Creating The Universe

This is part of my series on Kubernetes From Scratch.

“If you wish to make an apple pie from scratch, you must first invent the universe.”
— Carl Sagan

While we’re not quite creating a universe out of nothing, we do need some sort of computing infrastructure to start this little project.

As we discussed in the introduction, there’s a tendency for cloud-native/DevOps people to hand-wave away the underlying infrastructure because someone else has already solved that problem for them. Even Kelsey Hightower’s excellent Kubernetes The Hard Way makes use of IaaS providers, which is fine if that’s the direction you’ve chosen, but I want to dig into the implications of doing that.

What do you do if you can’t (or won’t), for whatever reason, use a public cloud IaaS provider like AWS, Azure, Google? What value are they really providing by taking care of all the infrastructure bits and pieces for you? If we know the answer to these questions, then we can better assess whether public cloud, all on-site, or a mix makes sense for a given deployment.

The minimum infrastructure we need is some amount of CPU, RAM, storage, and networking. The barest of bare-metal ways to do this is a bunch of servers, like what we used to do back in the early 2000s with the dot-com/dot-bomb boom: racks and rack of Sun Solaris pizza boxes, Cisco Catalyst switch gear, and a bunch of CAT-5. I’m not going to go to quite that extreme in my lab, mostly because I don’t have the number of physical servers we’d need.

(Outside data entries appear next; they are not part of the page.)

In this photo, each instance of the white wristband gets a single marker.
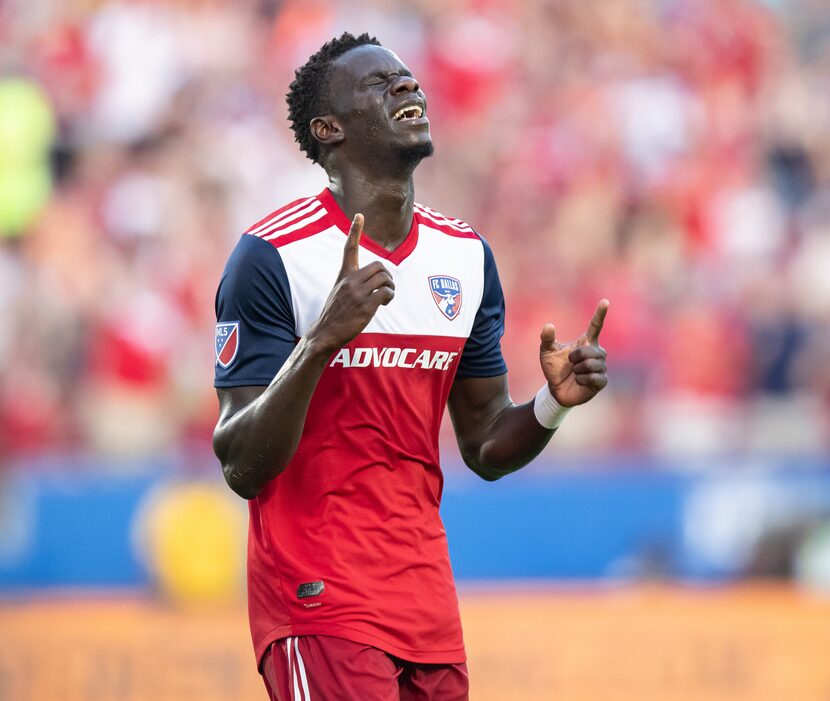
(548, 411)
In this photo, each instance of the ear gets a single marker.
(327, 130)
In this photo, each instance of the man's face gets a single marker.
(380, 106)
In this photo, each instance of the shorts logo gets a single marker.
(227, 342)
(446, 291)
(310, 589)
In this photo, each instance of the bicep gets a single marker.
(233, 399)
(474, 403)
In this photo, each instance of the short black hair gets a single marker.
(306, 95)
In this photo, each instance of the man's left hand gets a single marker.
(575, 371)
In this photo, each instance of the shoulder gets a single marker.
(444, 224)
(296, 220)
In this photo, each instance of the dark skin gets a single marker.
(370, 159)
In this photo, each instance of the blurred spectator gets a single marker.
(672, 156)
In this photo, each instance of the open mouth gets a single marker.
(408, 112)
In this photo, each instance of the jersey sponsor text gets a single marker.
(391, 357)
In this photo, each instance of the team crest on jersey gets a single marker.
(227, 342)
(446, 291)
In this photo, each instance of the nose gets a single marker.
(405, 83)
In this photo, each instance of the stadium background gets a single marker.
(671, 155)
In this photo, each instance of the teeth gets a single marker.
(411, 112)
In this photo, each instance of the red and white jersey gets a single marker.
(348, 541)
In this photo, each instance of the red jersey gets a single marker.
(348, 540)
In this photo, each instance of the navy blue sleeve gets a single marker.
(482, 353)
(255, 329)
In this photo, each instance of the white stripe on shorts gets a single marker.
(298, 658)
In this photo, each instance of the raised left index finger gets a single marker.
(597, 321)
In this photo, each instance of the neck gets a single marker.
(386, 203)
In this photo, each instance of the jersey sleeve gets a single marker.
(482, 355)
(255, 327)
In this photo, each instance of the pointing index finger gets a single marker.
(597, 321)
(350, 250)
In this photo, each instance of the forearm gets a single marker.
(257, 442)
(509, 440)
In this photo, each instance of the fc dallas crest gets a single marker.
(227, 342)
(446, 291)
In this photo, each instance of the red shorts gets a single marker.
(323, 668)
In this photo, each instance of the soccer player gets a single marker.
(337, 351)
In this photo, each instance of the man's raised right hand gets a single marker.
(355, 297)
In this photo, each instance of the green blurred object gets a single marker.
(27, 130)
(813, 559)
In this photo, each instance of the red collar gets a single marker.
(396, 256)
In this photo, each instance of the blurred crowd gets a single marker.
(671, 155)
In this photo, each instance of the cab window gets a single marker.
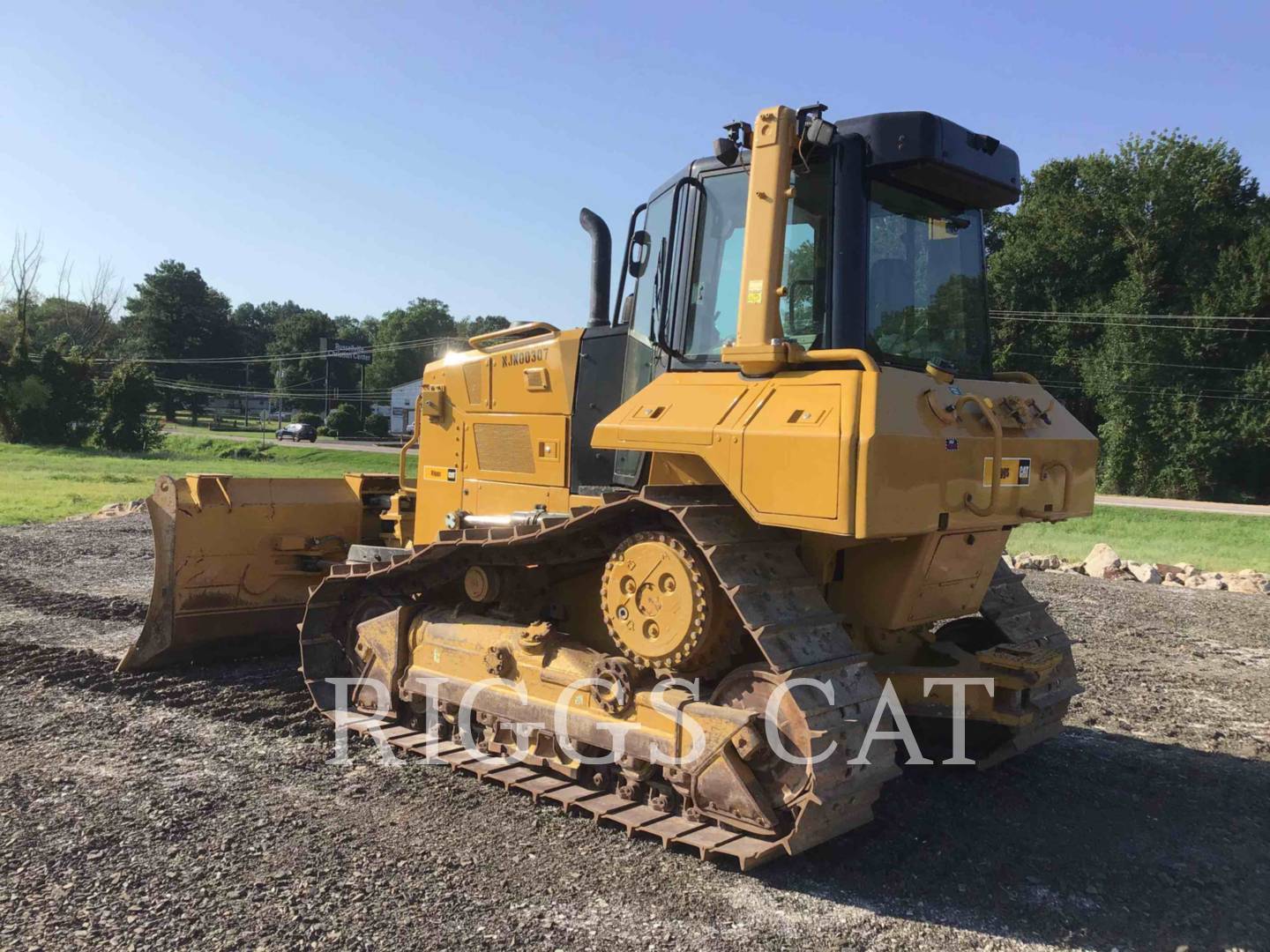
(714, 294)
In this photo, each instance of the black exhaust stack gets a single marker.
(601, 265)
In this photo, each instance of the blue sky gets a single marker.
(354, 156)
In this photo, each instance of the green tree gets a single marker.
(1166, 225)
(344, 420)
(48, 398)
(484, 324)
(176, 315)
(124, 398)
(400, 357)
(376, 424)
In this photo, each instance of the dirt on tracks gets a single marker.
(196, 807)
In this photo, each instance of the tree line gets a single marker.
(1136, 285)
(179, 343)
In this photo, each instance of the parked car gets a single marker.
(297, 432)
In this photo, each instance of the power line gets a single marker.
(1105, 314)
(1154, 326)
(1140, 363)
(282, 358)
(1073, 385)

What I do have is a cluster of Scale Computing HC3. I have three HC1000 nodes with a total of 12 CPU cores, 96 GB of RAM and 6 TB of HDD storage to play with, so if we carve this up into a few virtual machines, we can have a pretty decent simulation of a fleet of physical machines. It’s all connected with a single Dell N1524 switch that also runs my production home office, but with the magic of VLANs it can be isolated from the rest of the network pretty easily.

This is pretty similar to spinning up a logical lab on your laptop using containers or VMs, but I have a lot more room to play with on this cluster than any of the other gear I currently have.

Why go this way instead of using cloud instances? Mostly because it’s there, and I can. It will also highlight all the things that the cloud abstraction of physical servers deals with for you, which is part of the research goal. Part of what I want to look at is the impact on our setup of moving physical infrastructure around when we get into the lifecycle management part of things. I’m cheating a bit, because the HC3 platform already partly abstracts the physical hardware away, but we’re going to pretend that the VMs we use are physical servers when we set up the environment. That way what we set up should be fairly portable to a physical bare-metal environment, or some other VM hosted environment in any given cloud.

I also have a couple of old laptops laying around that could be pressed into service in a pinch, and that might be fun to test out what a heterogeneous environment looks like and how well it works. We’ll leave that until near the end.